Of course you have a different IP address from '192.168.1.14'

INSaFLU website


$ sudo mkdir -p /usr/local/web_site
$ sudo mkdir -p /var/log/insaflu
$ sudo chown flu_user:flu_user /usr/local/web_site
$ sudo chown flu_user:flu_user /var/log/insaflu
$ cd /usr/local/web_site
$ git clone https://github.com/INSaFLU/INSaFLU.git
$ sudo pip3 install -r requirements.txt
$ cp .env_model .env

Edit the file ".env" and config all variables. Define also a backend to the email. I have defined a posix server.

To create the database

$ python3 manage.py migrate

To create a super user, it is going to be the administrator user account

$ python3 manage.py createsuperuser

To join all files, in "static_all" path, that is necessary to run the web site

$ python3 manage.py collectstatic

Test if all bioinformatic tolls are installed

$ cd /usr/local/web_site
$ python3 manage.py test constants.tests_software_names

Test everything

$ cd /usr/local/web_site
$ python3 manage.py test

⚠️ All tests must pass otherwise something is not working properly.

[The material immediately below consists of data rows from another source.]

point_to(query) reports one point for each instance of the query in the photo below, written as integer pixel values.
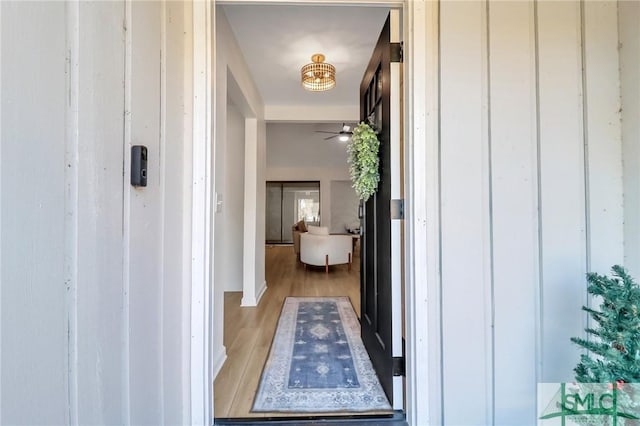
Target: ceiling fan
(343, 135)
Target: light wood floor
(248, 331)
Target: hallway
(248, 331)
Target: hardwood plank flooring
(248, 332)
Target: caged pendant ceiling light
(318, 76)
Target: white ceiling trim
(311, 114)
(372, 3)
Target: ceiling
(278, 40)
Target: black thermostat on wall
(139, 165)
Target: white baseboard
(263, 289)
(218, 361)
(253, 301)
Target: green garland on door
(364, 161)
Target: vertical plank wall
(629, 16)
(91, 333)
(98, 68)
(531, 195)
(33, 137)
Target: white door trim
(201, 225)
(422, 221)
(422, 252)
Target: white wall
(629, 16)
(35, 306)
(233, 81)
(295, 151)
(531, 195)
(91, 333)
(233, 205)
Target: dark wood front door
(377, 293)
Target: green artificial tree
(614, 350)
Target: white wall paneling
(562, 186)
(90, 270)
(514, 207)
(34, 301)
(465, 208)
(145, 228)
(603, 158)
(531, 194)
(99, 156)
(629, 16)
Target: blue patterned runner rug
(317, 361)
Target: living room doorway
(260, 315)
(288, 203)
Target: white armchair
(320, 249)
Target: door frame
(421, 175)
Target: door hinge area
(397, 209)
(396, 52)
(398, 366)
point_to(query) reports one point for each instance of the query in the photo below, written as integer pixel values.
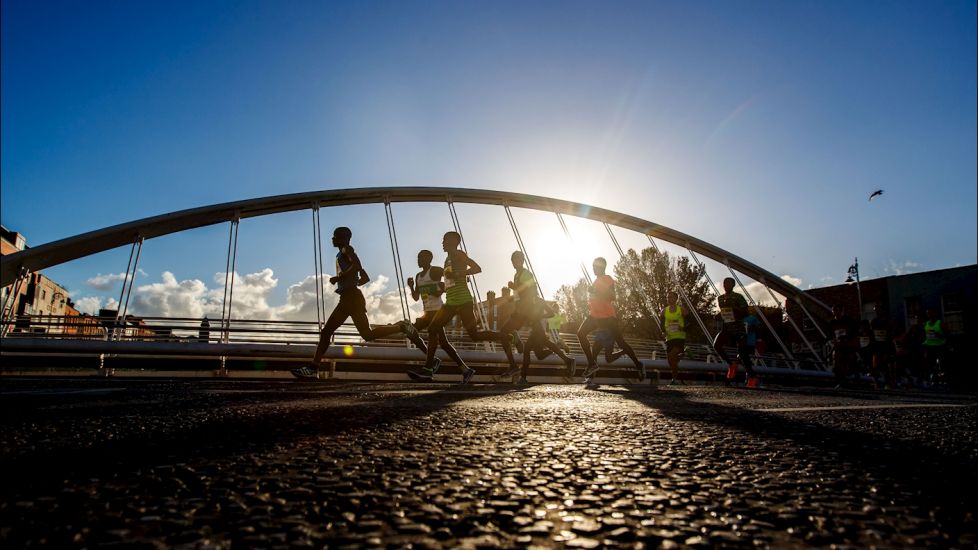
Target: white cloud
(760, 294)
(252, 298)
(91, 304)
(901, 268)
(88, 304)
(105, 282)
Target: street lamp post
(854, 272)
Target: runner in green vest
(934, 346)
(458, 301)
(674, 327)
(530, 310)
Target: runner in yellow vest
(674, 327)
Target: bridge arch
(135, 232)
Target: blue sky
(761, 127)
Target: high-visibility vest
(675, 324)
(934, 332)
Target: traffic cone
(732, 371)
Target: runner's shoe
(517, 342)
(412, 334)
(510, 372)
(305, 372)
(590, 371)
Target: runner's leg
(587, 327)
(335, 320)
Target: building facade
(903, 299)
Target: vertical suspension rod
(322, 272)
(396, 255)
(316, 263)
(8, 315)
(227, 275)
(587, 275)
(621, 254)
(784, 312)
(472, 283)
(229, 287)
(132, 278)
(122, 291)
(767, 323)
(519, 242)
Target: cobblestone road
(271, 464)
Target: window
(912, 308)
(869, 311)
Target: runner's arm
(471, 266)
(437, 273)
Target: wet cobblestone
(218, 464)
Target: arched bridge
(15, 267)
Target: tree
(572, 300)
(643, 282)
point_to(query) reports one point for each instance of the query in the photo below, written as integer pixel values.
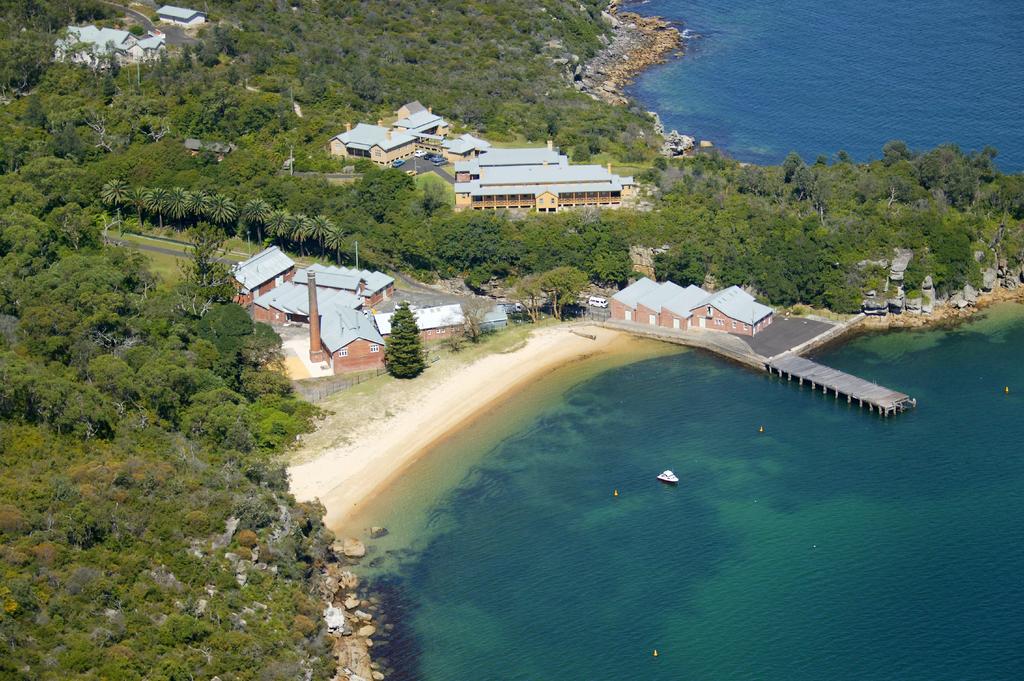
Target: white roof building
(181, 15)
(262, 267)
(92, 45)
(427, 318)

If all tests passed you can test immediately it is working:

$ cd /usr/local/web_site
$ python3 manage.py runserver

Go to your internet explorer and write the ip of the computer where the web site is installed ":8000". If it is in same computer can be "localhost:8000". If it is working let's go to install in a Apache web server. If you prefer, can be in a Nginx web server too.

Apache web server

###Config apache2 in Centos 7.X:

Add flu_user to the apache group and add insaflu.conf to apache2.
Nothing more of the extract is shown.